Selecting datasets
Our criteria for including genetic association datasets in the Knowledge Portals are:
- relevance to a Knowledge Portal disease area
- requests by disease-specific researcher communities
We prioritize datasets that:
- are considered authoritative by each disease community
- are recently generated
- have large sample sizes
- include subjects of diverse ancestry
We incorporate older or smaller datasets if they 1) increase the diversity of ancestries in our database; 2) include associations for phenotypes that are currently under-represented in the portals; or 3) are requested by collaborators.
We occasionally remove datasets from the portals if we are advised by investigators that the samples in a previously generated dataset from their group are completely represented in a newer analysis for the same phenotype from that group.
Dataset sources
We identify genetic association datasets to incorporate from several sources:
- weekly PubMed searches to find new studies in disease areas of interest
- contributions from collaborators in disease-specific research areas
- quarterly searches of the GWAS Catalog to find newly available summary statistics for traits of interest
Harmonization and quality control
Datasets from the GWAS Catalog are checked and harmonized at the European Bioinformatics Institute, using the pipelines used by the GWAS Catalog, before transfer to the Knowledge Portal Data Coordinating Center (DCC) at the Broad Institute. Datasets obtained by all other routes are subjected to harmonization and quality control at the DCC. We ensure that each dataset has, at minimum, chromosome, position, genome build, effect allele, and p-value, and we also obtain effect sizes, standard errors, and effect allele frequencies if available. Datasets that refer to genome builds other than hg19 (GRCh37) are converted to hg19 using the liftOver software. We harmonize datasets to the reference genome by 1) determining whether the effect allele is the reference or alternate allele and 2) if necessary, changing the effect allele to the non-reference allele and inverting the effect size and allele frequency.

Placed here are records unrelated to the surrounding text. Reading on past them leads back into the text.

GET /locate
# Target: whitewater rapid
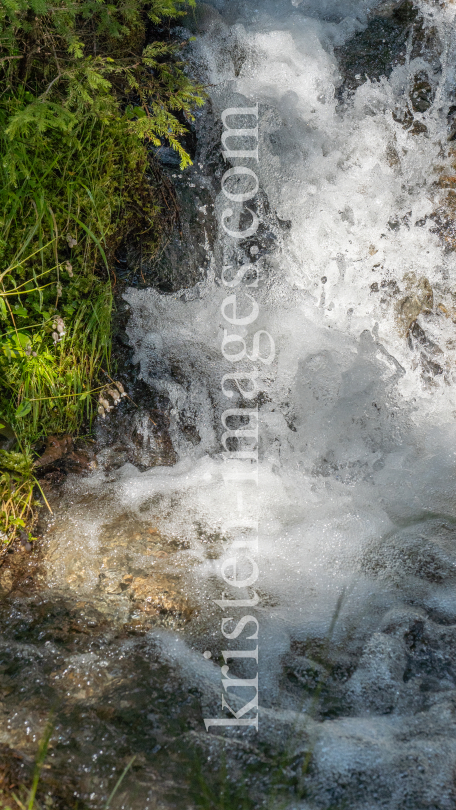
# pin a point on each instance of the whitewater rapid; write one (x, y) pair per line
(357, 431)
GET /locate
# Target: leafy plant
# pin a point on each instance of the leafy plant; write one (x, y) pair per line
(82, 97)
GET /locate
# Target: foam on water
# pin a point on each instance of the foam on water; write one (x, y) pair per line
(357, 447)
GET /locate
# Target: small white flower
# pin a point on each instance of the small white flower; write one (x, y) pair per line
(120, 388)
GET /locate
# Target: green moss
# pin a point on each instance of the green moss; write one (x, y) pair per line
(82, 98)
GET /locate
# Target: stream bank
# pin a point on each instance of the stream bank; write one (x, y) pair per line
(357, 461)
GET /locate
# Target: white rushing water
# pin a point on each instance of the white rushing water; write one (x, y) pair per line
(357, 433)
(357, 425)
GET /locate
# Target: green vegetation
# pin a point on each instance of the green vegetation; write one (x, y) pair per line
(82, 95)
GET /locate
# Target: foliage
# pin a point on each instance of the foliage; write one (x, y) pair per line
(18, 503)
(82, 96)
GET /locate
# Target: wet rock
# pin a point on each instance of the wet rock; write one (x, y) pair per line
(375, 51)
(420, 298)
(56, 448)
(6, 581)
(60, 453)
(160, 594)
(425, 552)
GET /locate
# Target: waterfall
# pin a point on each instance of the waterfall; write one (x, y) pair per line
(354, 258)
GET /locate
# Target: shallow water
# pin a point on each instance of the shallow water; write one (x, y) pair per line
(355, 495)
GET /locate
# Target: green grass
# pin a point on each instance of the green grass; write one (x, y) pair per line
(81, 97)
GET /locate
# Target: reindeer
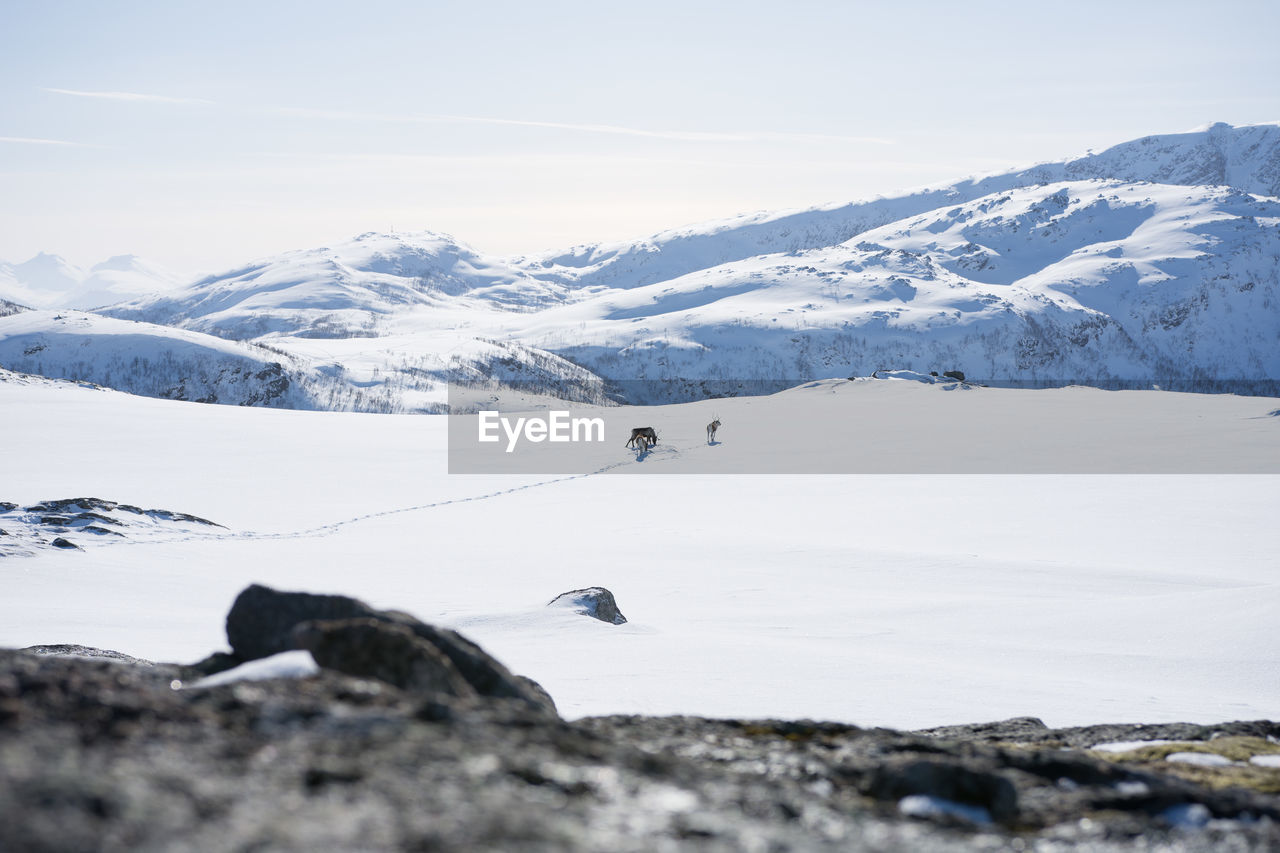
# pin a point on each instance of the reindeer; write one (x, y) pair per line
(643, 438)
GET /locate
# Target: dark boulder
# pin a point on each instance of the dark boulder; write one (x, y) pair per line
(384, 651)
(261, 620)
(595, 602)
(261, 623)
(949, 780)
(72, 649)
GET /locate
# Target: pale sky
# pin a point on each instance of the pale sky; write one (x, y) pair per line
(201, 136)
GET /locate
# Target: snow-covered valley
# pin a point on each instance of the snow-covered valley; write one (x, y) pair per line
(894, 600)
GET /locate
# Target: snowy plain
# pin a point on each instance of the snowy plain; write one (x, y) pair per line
(899, 600)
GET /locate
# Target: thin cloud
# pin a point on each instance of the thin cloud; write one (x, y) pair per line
(27, 140)
(684, 136)
(128, 96)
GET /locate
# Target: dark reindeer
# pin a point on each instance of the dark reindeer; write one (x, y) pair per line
(643, 438)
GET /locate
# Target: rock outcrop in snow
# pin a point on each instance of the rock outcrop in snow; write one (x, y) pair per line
(1153, 263)
(369, 752)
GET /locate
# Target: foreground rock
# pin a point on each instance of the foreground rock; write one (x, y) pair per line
(595, 602)
(392, 746)
(264, 621)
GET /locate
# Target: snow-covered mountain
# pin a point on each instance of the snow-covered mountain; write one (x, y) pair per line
(1082, 282)
(1246, 158)
(50, 282)
(160, 361)
(1151, 263)
(346, 291)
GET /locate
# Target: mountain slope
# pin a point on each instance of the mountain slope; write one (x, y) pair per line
(160, 361)
(1083, 282)
(1151, 263)
(344, 291)
(50, 282)
(1246, 158)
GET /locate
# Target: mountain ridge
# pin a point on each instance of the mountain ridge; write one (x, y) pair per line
(1120, 269)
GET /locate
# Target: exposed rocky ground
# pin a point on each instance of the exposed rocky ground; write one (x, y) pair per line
(73, 523)
(410, 737)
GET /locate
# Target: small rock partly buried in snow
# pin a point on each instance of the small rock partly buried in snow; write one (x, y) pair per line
(595, 602)
(1202, 758)
(72, 649)
(286, 665)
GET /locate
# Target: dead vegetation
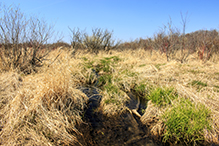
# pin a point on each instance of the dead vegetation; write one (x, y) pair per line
(46, 107)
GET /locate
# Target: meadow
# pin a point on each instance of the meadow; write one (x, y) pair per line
(47, 107)
(98, 91)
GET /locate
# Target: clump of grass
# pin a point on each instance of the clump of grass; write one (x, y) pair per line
(45, 111)
(162, 96)
(159, 65)
(195, 71)
(185, 123)
(142, 65)
(198, 84)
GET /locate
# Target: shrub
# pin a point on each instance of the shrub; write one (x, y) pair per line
(22, 40)
(99, 40)
(185, 122)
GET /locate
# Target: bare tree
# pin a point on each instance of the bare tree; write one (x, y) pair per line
(22, 39)
(99, 40)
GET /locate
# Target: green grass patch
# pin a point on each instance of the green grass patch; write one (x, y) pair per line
(217, 73)
(185, 123)
(162, 96)
(159, 65)
(195, 71)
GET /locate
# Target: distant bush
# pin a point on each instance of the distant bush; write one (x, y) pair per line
(99, 40)
(23, 40)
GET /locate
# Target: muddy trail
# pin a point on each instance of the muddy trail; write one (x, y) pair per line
(125, 128)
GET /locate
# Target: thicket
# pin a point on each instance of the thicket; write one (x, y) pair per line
(177, 45)
(99, 40)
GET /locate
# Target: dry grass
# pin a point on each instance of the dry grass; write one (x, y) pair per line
(44, 108)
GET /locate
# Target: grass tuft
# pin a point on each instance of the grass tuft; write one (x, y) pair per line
(186, 122)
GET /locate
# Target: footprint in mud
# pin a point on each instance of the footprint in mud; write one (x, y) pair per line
(122, 129)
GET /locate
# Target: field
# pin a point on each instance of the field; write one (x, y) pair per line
(116, 98)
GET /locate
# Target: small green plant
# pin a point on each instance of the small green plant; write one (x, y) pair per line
(185, 123)
(107, 63)
(217, 73)
(195, 71)
(162, 96)
(159, 65)
(140, 90)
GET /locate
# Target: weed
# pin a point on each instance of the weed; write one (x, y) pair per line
(186, 122)
(162, 97)
(198, 84)
(140, 90)
(129, 73)
(142, 65)
(159, 65)
(217, 73)
(195, 71)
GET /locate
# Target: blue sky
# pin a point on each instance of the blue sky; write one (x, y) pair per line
(129, 19)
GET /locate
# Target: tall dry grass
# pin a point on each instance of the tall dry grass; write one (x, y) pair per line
(44, 108)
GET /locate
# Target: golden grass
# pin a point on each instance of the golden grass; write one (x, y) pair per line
(44, 108)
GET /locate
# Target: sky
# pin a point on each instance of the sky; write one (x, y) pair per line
(128, 19)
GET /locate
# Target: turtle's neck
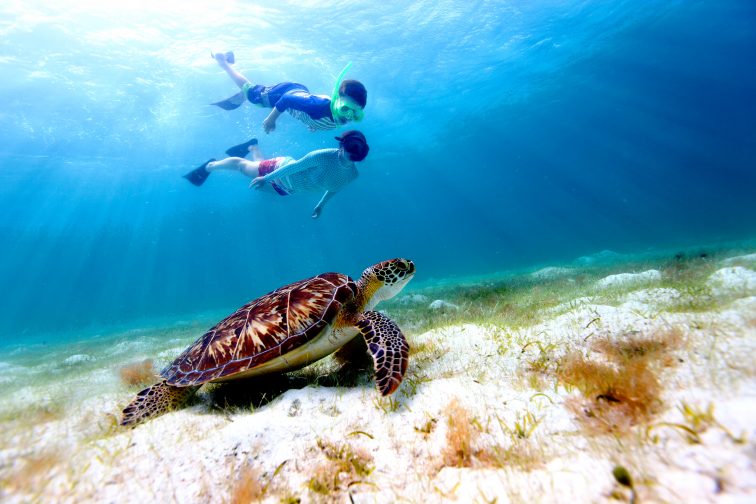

Quality control checks include:
- determining how many variants are new to our database (to detect misspecification of the genome build)
- if effect allele frequency is available, comparing it to allele frequency in the same ancestry in the 1000Genomes reference panel (to detect strand flips)
- visually inspecting Manhattan and Q-Q plots, and comparing them to those in the publication accompanying the study if available
- plotting distributions of effect sizes and standard errors (to determine whether they are consistent with p-values)
Dataset descriptions in the Knowledge Portals
Every dataset whose results are displayed in a Knowledge Portal is listed on the "Genetic association datasets" page, accessible via the "Data" menu in the upper menu bar. Clicking on a dataset name on that page leads you to a "Dataset Inspector" page that lists the publication accompanying it, the phenotypes for which associations were analyzed, and a brief summary of the analysis. If associations were analyzed for more than one phenotype, a pull-down menu at the top of the page allows you to select a phenotype and view Manhattan and Q-Q plots and a table of the top associations for that phenotype.